Pado pisze: ↑11 lip 2019, 13:13
chciałbym się przejechać takim egzemplarzem, gdzie właściciel twierdzi, że ma cały czas kangura...
ja mam auto z maja i bez problemu kangura mogę wywołać- ale właściwie go nie odczuwam, może czasami na "zimno" przy pierwszym ruszeniu się pojawi minimalnie, ale bardzo rzadko.
Pełna zgoda - gdybym teraz (latem) odbierał auto miałbym pewnie podobne odczucia. Sytuacja zmienia się kiedy auto wolniej się nagrzewa (zima, jesień, wiosna). Wtedy sytuacja jest bardzo uciążliwa.
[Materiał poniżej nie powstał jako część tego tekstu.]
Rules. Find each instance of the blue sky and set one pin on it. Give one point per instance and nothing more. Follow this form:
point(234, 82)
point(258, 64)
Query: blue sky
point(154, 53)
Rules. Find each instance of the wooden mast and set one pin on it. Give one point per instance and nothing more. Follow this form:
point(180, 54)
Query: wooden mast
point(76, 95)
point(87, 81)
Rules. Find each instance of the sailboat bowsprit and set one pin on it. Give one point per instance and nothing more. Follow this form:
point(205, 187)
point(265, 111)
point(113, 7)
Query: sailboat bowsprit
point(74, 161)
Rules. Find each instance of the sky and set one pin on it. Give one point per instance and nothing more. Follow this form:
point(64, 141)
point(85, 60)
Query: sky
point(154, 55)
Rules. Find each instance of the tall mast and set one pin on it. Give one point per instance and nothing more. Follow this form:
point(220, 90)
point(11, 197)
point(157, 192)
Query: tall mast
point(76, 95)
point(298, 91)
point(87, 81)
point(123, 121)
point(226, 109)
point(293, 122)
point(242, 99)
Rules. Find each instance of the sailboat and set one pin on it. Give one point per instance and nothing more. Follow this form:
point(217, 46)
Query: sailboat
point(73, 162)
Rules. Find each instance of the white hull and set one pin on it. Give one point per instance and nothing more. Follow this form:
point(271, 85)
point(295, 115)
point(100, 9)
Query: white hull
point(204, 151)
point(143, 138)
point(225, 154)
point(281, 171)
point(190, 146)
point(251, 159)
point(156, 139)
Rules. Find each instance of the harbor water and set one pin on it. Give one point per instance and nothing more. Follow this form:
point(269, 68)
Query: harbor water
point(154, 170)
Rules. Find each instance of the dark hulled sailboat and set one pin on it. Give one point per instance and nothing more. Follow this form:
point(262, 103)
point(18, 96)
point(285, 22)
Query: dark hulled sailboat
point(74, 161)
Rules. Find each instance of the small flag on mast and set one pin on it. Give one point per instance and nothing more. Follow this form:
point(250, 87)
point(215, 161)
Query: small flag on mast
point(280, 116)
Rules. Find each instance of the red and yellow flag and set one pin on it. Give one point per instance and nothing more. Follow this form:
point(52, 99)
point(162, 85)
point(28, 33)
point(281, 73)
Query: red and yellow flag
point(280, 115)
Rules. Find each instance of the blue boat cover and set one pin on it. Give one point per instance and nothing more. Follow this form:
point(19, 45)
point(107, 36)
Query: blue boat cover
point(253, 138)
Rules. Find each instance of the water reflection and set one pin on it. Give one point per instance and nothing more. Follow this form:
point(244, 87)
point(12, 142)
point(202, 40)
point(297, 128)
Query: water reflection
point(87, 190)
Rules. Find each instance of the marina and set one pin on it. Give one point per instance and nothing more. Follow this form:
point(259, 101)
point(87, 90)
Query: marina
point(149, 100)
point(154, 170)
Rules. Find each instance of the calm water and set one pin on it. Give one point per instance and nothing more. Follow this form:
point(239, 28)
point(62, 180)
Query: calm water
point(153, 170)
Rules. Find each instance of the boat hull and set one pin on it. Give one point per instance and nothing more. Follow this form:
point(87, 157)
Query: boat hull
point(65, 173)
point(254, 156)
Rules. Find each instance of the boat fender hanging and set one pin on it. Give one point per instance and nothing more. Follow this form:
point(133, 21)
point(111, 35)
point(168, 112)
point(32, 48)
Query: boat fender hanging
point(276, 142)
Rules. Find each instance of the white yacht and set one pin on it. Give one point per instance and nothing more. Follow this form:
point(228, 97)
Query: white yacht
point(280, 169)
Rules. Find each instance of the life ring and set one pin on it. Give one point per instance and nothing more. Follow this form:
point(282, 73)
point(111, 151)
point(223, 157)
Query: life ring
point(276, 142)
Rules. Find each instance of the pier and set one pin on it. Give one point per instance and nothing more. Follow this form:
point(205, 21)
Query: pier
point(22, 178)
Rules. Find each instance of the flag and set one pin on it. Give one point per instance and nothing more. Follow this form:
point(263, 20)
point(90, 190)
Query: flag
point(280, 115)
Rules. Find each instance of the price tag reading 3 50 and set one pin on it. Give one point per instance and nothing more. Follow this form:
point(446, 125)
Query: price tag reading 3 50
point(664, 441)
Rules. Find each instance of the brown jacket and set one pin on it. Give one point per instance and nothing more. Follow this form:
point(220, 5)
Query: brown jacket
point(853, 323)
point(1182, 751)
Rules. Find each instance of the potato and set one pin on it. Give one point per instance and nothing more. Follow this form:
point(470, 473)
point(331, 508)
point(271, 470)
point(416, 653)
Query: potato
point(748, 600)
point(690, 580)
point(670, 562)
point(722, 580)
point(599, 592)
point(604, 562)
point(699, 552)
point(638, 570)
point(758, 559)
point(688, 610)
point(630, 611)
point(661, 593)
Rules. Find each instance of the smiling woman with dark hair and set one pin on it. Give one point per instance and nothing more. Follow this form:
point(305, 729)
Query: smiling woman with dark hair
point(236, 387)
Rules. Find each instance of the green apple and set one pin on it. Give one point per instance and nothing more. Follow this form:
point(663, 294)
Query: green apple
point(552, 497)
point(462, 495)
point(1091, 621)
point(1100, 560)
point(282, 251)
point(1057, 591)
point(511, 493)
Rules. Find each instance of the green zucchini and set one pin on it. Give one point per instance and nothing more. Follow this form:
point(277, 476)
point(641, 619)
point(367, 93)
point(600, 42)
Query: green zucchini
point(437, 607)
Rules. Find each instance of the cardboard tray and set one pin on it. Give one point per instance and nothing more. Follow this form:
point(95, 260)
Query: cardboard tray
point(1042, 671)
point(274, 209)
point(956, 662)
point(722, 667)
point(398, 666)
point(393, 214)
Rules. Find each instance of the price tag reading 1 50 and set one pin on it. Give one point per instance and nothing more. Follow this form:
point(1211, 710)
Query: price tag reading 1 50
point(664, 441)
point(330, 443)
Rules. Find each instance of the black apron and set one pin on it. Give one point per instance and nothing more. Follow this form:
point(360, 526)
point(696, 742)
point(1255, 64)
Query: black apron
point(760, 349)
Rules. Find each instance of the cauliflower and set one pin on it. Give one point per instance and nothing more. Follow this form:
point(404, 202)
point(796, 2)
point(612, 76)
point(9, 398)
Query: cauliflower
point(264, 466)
Przy każdym ruszaniu rano praktycznie mocno skaczesz, chyba, że dasz od razu 2k rpm albo ślizgasz się w półsprzęgle.
Co do stylu jazdy - dyskutowaliśmy o tym z paulr w tym wątku już kilka razy
- ma to wpływ, co nie zmienia faktu, że moim zdaniem jest to wada wpływająca na bezpieczeństwo. Aktualnie moja żona nie chce jeździć Tiguanem (na co dzień jeździ paskiem TDI, ok 15kkm rocznie) Po akcji kiedy zaczął skakać przy włączaniu się do ruchu i odruchowo dała gaz, myśląc że gaśnie. O mały włos nie zrobiła 'garażu' z pojazdu który jechał przed nią
Sprawne auto nie ma prawa tak się zachowywać.